Source: Early Warning
Early Warning Services, LLC, the network operator behind Zelle, today released the results of its first Digital Payments Adoption Study (“study”).
To track consumer adoption, use, and attitudes toward digital payments, the study surveyed more than 9,000 U.S. consumers who are aware of P2P, own smartphones and have accessed online or mobile banking.
The study found that adoption and usage of digital person-to-person (P2P) payments are high among all generations, with consumers pointing to trust in friends and family and trust in their financial institutions as the primary reasons for engaging in a digital payment. Boomers ranked trust in financial institutions as the most important influence on engaging in a digital payment, while Millennials and Generation X ranked recommendations from friends/family/peers as their primary influence.
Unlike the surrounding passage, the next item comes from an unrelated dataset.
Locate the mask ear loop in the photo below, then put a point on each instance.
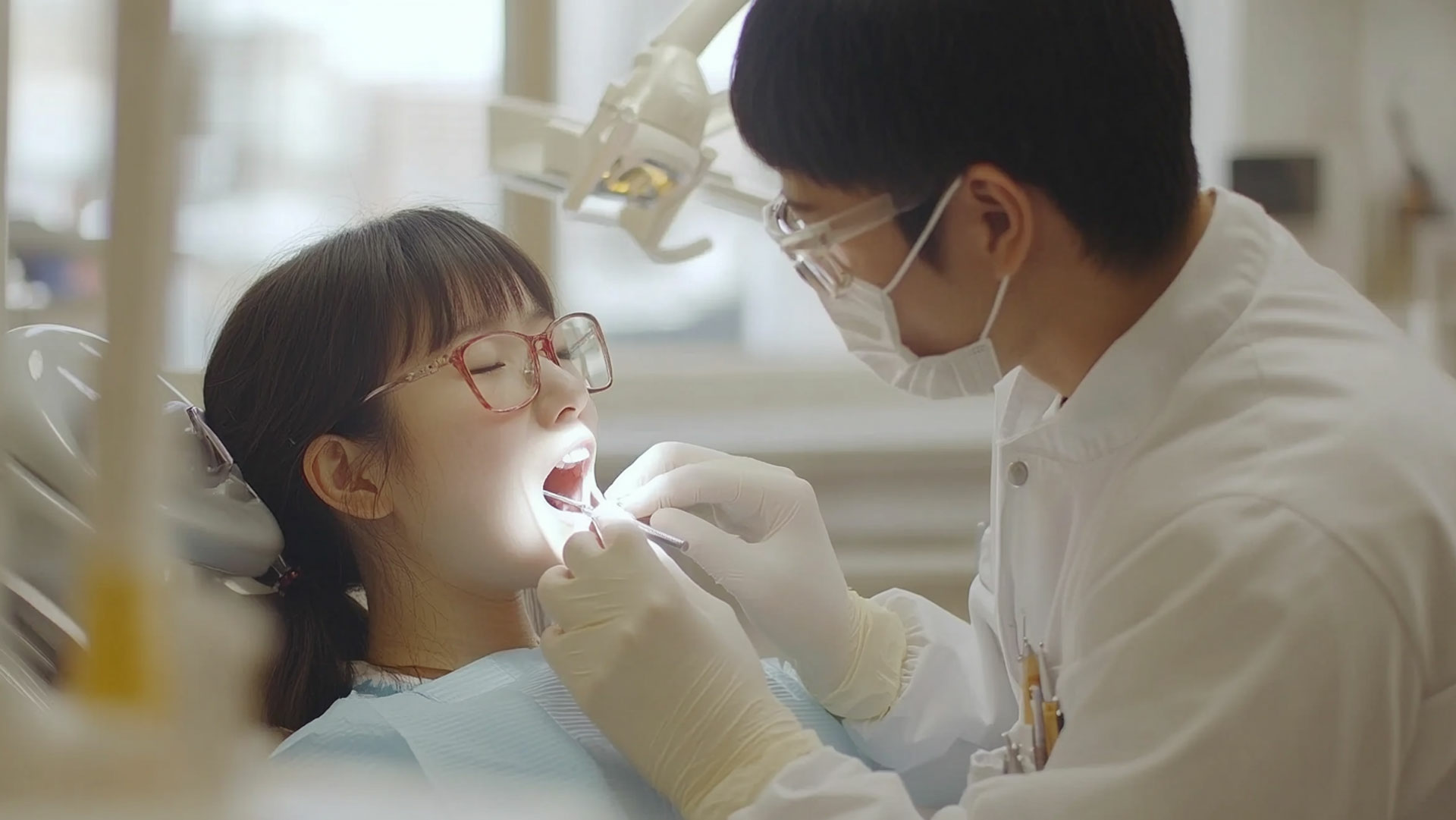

“Trust is at the heart of the consumer payment relationship,” said Ravi Loganathan, Head of Business Intelligence at Early Warning Services. “Our research showed that new segments of consumers engaged in a P2P payment for the first time because it was offered from their known and trusted mobile banking environment or it came recommended by friends, family, or peers.”
Try It. You’ll Like It.
Although digital P2P adoption first caught on with Millennials, adoption of P2P services continue to be popular among all generations. Of those surveyed, more than seventy-five percent of Millennials have used online or mobile P2P payments. Generation X is a close second at sixty-nine percent, and Baby Boomers are closing in at fifty-one percent.
Those who already have P2P are using it frequently, indicating P2P is becoming part of routine banking behavior. Forty-nine percent of Millennials use P2P payment services at least once a week, followed by forty-two percent of Generation X and thirty-two percent of Boomers.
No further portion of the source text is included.